The Road Access Act was passed in 1978 to address confrontations that may arise between neighbours who use private roads to reach their property and neighbours who own the private roads. The Honourable Mr. D. McKeough introduced the legislation stating that the government intended “to prevent the arbitrary closing of private roads, especially in cottage country where owners or tenants are totally dependent on these roads for access to their property.” The Act is a short statute containing only eight sections but the court decisions over the years have not always been clear and helpful. In 2007, two decisions have been decided by the Ontario Court of Appeal providing authoritative meaning to the Act. The Act applies to prevent a property from being landlocked. The Court of Appeal has held that, where there is an “alternate road access” to the property, the second road access may be closed by the owner. A user may have only one road access over the owner’s property. The Court made it clear that the alternate road access must be a usable, existing road. For example, it cannot be a road that has been abandoned for 40 or 50 years and has become overgrown with brush, and it cannot be an unopened road allowance, of which there are many in cottage counrty.

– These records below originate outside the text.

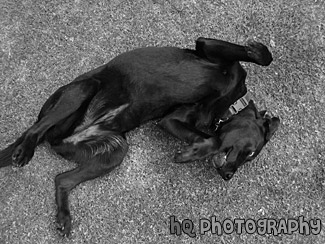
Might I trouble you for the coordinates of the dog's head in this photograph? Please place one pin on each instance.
(241, 138)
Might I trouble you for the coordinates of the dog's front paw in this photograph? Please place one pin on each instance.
(259, 53)
(21, 155)
(64, 223)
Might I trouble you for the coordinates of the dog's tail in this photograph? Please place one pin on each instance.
(5, 154)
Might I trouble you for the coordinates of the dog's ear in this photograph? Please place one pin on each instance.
(271, 125)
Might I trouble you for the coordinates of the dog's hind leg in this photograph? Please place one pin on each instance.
(62, 104)
(213, 50)
(96, 156)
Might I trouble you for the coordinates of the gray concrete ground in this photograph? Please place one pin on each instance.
(45, 44)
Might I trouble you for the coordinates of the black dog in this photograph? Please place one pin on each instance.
(86, 120)
(238, 133)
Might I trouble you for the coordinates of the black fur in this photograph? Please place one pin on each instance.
(86, 120)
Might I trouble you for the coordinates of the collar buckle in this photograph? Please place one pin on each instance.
(234, 109)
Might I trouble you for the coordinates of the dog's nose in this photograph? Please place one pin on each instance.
(228, 176)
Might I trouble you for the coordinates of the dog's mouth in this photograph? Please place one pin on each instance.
(219, 160)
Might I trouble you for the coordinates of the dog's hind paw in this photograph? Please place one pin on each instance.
(259, 53)
(64, 223)
(21, 155)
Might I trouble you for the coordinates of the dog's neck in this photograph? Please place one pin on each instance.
(233, 109)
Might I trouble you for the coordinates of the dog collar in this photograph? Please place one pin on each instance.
(240, 104)
(235, 108)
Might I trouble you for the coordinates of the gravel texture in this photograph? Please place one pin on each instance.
(45, 44)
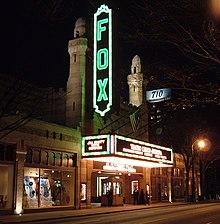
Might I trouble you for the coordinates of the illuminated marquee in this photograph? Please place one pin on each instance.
(96, 145)
(102, 67)
(133, 148)
(116, 149)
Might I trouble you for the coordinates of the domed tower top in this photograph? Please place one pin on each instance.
(136, 65)
(80, 28)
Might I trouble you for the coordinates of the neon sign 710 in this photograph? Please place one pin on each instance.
(102, 67)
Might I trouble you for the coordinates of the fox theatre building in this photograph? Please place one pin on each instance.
(119, 164)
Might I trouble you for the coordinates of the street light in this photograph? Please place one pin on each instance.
(201, 145)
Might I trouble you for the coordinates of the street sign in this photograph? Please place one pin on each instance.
(158, 95)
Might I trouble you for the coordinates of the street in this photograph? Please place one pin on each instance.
(206, 213)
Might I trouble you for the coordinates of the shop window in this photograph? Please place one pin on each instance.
(67, 188)
(65, 160)
(10, 152)
(51, 158)
(31, 187)
(134, 186)
(2, 152)
(58, 159)
(36, 156)
(47, 187)
(29, 156)
(83, 193)
(99, 186)
(44, 157)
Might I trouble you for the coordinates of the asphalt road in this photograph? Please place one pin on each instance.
(208, 213)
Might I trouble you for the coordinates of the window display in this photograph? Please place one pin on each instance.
(53, 187)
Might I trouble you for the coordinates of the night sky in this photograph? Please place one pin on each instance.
(34, 39)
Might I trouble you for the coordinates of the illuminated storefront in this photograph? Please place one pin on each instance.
(122, 164)
(7, 161)
(49, 179)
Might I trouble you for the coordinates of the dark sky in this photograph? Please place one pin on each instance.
(34, 38)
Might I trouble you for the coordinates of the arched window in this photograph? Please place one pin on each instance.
(36, 156)
(29, 156)
(44, 157)
(51, 158)
(58, 159)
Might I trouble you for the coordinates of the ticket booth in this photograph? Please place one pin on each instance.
(115, 184)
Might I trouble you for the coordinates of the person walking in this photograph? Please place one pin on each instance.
(142, 197)
(110, 197)
(136, 196)
(147, 198)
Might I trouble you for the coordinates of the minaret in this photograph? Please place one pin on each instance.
(75, 98)
(135, 82)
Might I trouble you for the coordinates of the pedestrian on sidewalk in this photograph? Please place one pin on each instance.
(110, 197)
(136, 196)
(147, 198)
(142, 197)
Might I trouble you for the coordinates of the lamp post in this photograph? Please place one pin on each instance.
(200, 144)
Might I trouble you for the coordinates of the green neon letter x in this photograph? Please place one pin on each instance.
(102, 93)
(101, 28)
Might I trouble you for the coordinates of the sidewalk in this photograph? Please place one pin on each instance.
(80, 212)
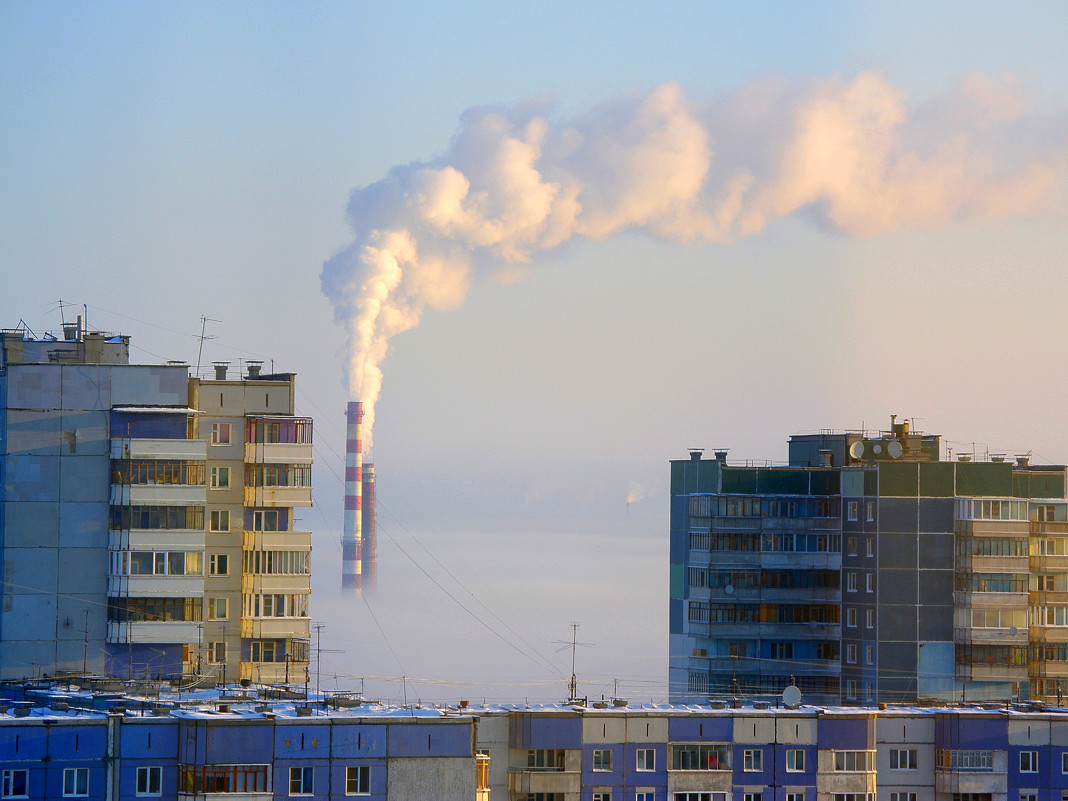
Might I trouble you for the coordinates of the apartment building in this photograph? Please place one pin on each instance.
(606, 752)
(142, 535)
(868, 569)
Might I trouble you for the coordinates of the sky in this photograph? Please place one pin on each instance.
(624, 230)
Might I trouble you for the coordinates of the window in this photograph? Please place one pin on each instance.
(545, 759)
(782, 650)
(75, 782)
(220, 434)
(14, 784)
(300, 782)
(266, 652)
(265, 520)
(150, 781)
(218, 609)
(902, 759)
(220, 477)
(852, 762)
(358, 780)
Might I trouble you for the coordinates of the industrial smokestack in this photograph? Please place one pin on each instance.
(350, 540)
(367, 520)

The Court also emphasized that the Act confers on users of an access road only a very limited, temporary right to use the road. The Court adopted, with approval, the following summary from a trial judgment describing this limited statutory right:
“In the end, and in the narrow situations to which it does apply, it creates no proprietary right or interest in the land over which the access road passes. It provides an interim status to the access user whereby the access user is immunized from an action in trespass when travelling on the access road in a motor vehicle for purposes of access only (see Deluca; Cook’s Road Maintenance). He or she may not walk on it, use it for their own purposes (except vehicular passage for access purposes only), play on it, or disrupt it. The access user cannot grant the use of the road to others. The access user cannot convey any right to the road on a sale of the parcel of land; Whitmell v. Ritchie, supra. The Road Access Act does not affect property rights, but subjects them to the continued limited use of the road unless and until the owner obtains, after proper notice and hearing, a court order closing the road on whatever conditions are imposed; Cooks Road Maintenance, at para. 45. And, if another access road is subsequently provided, the access user’s continuing status under s. 2 ceases because alternate access would then exist.”